If you do use these techniques below, Your Mileage May Vary. It’s also important to note that if you go to all this work, setup your access points, then your neighbor goes and installs his AP right next to yours on the same channel, then you’re going to be stuck re-doing these activities all over again. WiFi isn’t a static situation; as people get more WiFi-connected devices, the playing field changes, and it will change on you, I guarantee it.
Understanding RF Interference and What It Does to WiFi
You hear people joke about microwave ovens interfering with WiFi equipment pretty often. Most people laugh it off as an urban legend. It’s not. Below, I have included some RF spectrograms for your entertainment. If you haven’t seen images like this before, they are a visualization of signal frequency and intensity over time. Past-to-present is a top-to-bottom relationship, and the colors are a heatmap (with red being a strong signal.) As you look at both types of graphs, the channels start from 1 at the left hand side of the graph, and go up through 12 in the right hand side. NOTE: Quick Shout-Out to the guys at metageek.net for creating the awesome Wi-Spy and accompanying Chanalyzer Pro software. We paid full price for the DBx bundle (Comes with the Wi-Spy DBx and Chanalyzer Pro) and I definitely feel like it was money well spent. Check them out if you want to do these types of visualizations yourself.

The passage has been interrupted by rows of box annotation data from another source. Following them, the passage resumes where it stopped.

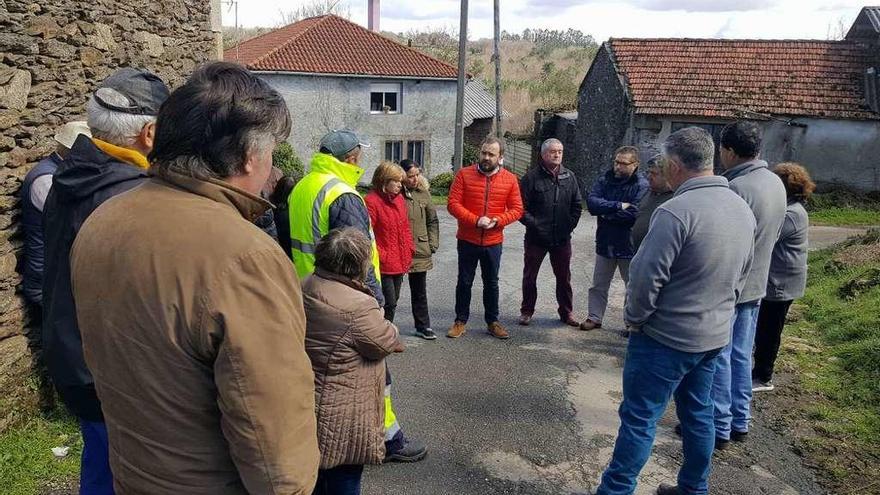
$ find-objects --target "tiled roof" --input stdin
[464,79,495,127]
[608,38,878,119]
[223,15,458,79]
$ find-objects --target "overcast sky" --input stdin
[223,0,876,41]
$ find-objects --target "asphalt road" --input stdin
[364,211,824,495]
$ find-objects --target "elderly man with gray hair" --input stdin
[597,127,755,495]
[519,138,584,327]
[70,62,322,495]
[42,68,168,494]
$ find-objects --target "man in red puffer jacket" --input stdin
[446,137,523,339]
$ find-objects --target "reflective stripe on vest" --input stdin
[288,173,380,280]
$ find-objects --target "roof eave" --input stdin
[250,69,458,81]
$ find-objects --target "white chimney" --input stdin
[367,0,379,33]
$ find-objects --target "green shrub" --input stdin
[431,172,455,196]
[272,141,305,181]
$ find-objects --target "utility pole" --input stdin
[452,0,468,172]
[494,0,504,138]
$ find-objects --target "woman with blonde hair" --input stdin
[364,161,415,321]
[752,162,816,392]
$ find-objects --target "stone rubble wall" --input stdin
[0,0,222,431]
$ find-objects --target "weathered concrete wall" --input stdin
[0,0,222,430]
[260,73,456,183]
[648,116,880,192]
[761,119,880,192]
[566,45,632,188]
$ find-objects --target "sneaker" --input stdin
[446,321,467,339]
[578,319,602,332]
[486,321,510,340]
[752,379,776,392]
[385,439,428,462]
[559,315,581,327]
[654,483,684,495]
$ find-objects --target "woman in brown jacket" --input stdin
[400,159,440,340]
[303,227,403,495]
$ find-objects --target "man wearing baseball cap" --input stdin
[287,130,428,462]
[42,68,169,495]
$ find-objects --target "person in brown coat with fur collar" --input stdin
[303,227,404,495]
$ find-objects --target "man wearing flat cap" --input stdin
[288,130,428,462]
[42,68,169,494]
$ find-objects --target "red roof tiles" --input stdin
[609,38,878,119]
[223,15,458,79]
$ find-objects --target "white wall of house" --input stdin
[634,116,880,191]
[258,73,456,183]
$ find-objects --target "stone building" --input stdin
[0,0,222,431]
[224,15,470,182]
[570,7,880,191]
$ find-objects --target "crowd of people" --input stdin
[21,62,814,495]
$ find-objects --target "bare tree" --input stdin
[278,0,351,26]
[825,15,852,41]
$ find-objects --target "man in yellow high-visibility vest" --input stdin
[287,130,428,462]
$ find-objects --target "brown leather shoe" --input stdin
[578,318,602,332]
[446,321,467,339]
[559,315,581,327]
[486,321,510,339]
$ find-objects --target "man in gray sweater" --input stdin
[597,127,755,495]
[712,121,787,449]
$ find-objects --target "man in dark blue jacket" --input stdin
[42,68,168,495]
[19,121,91,411]
[580,146,648,331]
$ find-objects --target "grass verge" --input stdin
[778,229,880,493]
[807,189,880,227]
[0,408,82,495]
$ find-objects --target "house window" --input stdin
[406,141,425,166]
[385,141,403,163]
[370,83,403,113]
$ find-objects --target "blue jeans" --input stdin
[455,240,501,324]
[596,332,719,495]
[79,419,113,495]
[712,301,760,440]
[312,464,364,495]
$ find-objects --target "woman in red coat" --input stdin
[365,162,415,321]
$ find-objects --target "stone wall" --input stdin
[0,0,222,431]
[565,45,632,188]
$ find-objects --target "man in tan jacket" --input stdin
[71,62,319,495]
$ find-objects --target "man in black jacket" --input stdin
[43,68,168,494]
[519,139,583,327]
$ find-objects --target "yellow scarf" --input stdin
[92,138,150,170]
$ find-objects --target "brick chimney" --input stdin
[367,0,379,33]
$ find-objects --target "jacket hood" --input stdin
[721,158,768,180]
[310,153,364,187]
[52,135,147,200]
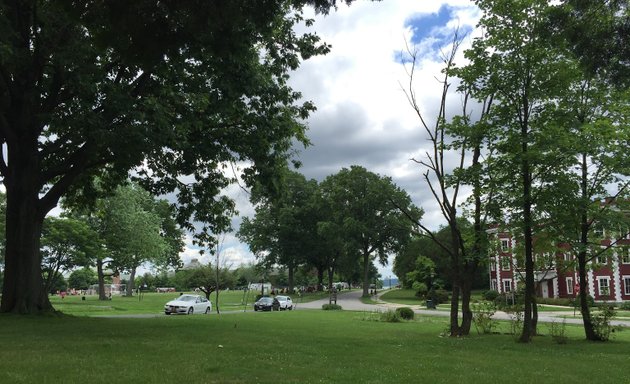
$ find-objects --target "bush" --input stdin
[482,289,499,301]
[548,320,569,344]
[472,301,498,334]
[411,281,429,299]
[396,307,415,320]
[381,309,402,323]
[427,289,449,305]
[591,303,618,341]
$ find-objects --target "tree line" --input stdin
[238,166,422,296]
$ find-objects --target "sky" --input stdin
[175,0,480,279]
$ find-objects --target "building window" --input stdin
[501,256,510,271]
[598,277,610,296]
[594,226,605,239]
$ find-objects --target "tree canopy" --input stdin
[0,0,335,313]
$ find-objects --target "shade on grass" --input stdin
[0,310,630,383]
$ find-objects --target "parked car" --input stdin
[164,295,212,315]
[254,296,280,311]
[276,296,293,311]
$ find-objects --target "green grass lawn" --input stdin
[0,310,630,384]
[50,291,328,316]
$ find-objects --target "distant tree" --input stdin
[41,217,98,292]
[320,166,421,296]
[0,0,335,313]
[237,170,318,290]
[103,184,169,296]
[68,268,98,290]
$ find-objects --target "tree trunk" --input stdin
[532,295,538,336]
[287,263,295,292]
[519,122,534,343]
[450,281,461,337]
[578,250,601,341]
[125,268,136,297]
[363,251,370,297]
[0,148,53,314]
[96,257,107,300]
[317,267,324,291]
[459,276,474,336]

These images show what the wireless signal looks like in my suburban home. Not a lot of interference in this visualization, you can see my home Cisco Aironet 1240 AP humming along happily as visualized by the wavy lines in the waterfall spectrogram, above. In the lower graph, we see signal strength (Amplitude) measured by frequency.
Let’s shake things up, and show what happens when you fire up a microwave oven:
Look out, here comes that microwave burrito exploding all over your RF Spectrum! For about 30 seconds, I nuked a mug of water and this was the result. You can see through the swamp of RF that the access point does its best to compensate for the signal interference, but that’s a pretty strong blast of RFI.
Do you have a baby monitor at home? Is it on 2.4ghz? Ready to see what it’s doing to your wireless signal?
These two charts were captures I took from my friend’s house (incidentally, the gentleman who I mentioned in the previous post – he has a penchant for wifi problems.) I was over his house and ran some traces to get a visualization of his wireless conditions in preparation for installing a new wireless router. I asked him if he noticed the WiFi being slower at night and he’d mentioned that it did indeed seem to be more problematic at night. Welcome to the wonderful world of random equipment in your home causing issues with your wifi. In the above trace, you can see the telltale wavy lines of the access point, trying to power its way through the interference. The graph below has just the slighest hint of bell curve, which is where his AP was situated in the RF Spectrum. I believe in this case his AP was on channel 3. Needless to say, we popped his new wifi router on channel 11, which is quiet in these graphs.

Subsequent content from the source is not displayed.